Name: Muhammed
Father's Name: Marf
Title: Ramzi
Mohammad Mullah Marf was born in 1902 in Sulaymaniyah, South Kurdistan. He was sent to school at the age of five. He studied the Holy Quran in the hujra of Mullah Saeedi Zalzali. He read several Persian books such as Smailnama, Gulistan, Bustani Sheikh Saadi and Hafiz Shirazi. At the age of nine, he was enrolled in Rushdie Military School. But he was soon taken out of there and put in high school because he was his father's only child and he did not want to leave him.
Because he was very intelligent, good-natured and honest, and graduated first every year, his teachers gave him the title of Ramzi. After completing the fourth grade, Ramzi was expelled from school and sent to another school where he began studying basic religious knowledge until the British occupation. He then contacted Sheikh Mahmoud. He was often arrested and harassed by the British and his house was looted several times.
In June 1927, he became a salaried employee.
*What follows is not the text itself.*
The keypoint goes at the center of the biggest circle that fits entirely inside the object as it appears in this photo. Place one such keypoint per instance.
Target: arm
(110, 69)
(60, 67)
He worked in the Ministry of Finance until his retirement in the year 1961.
On 18-07-1976 he died of cancer and was buried in Saywan Hill, Sulaymaniyah. The poet's classical literary career was empty of disciples of Bekhud (Mullah Mahmoud Mufti), who led him in the science of rhyme until he became known as one of the experts in this field. There is not even one poem of his, whether old or new that has gone beyond the rhymes of Arabic Arouz. He was known as Bal of his time, and even the poet Piramerd had given him the nickname King of the Poets.[1]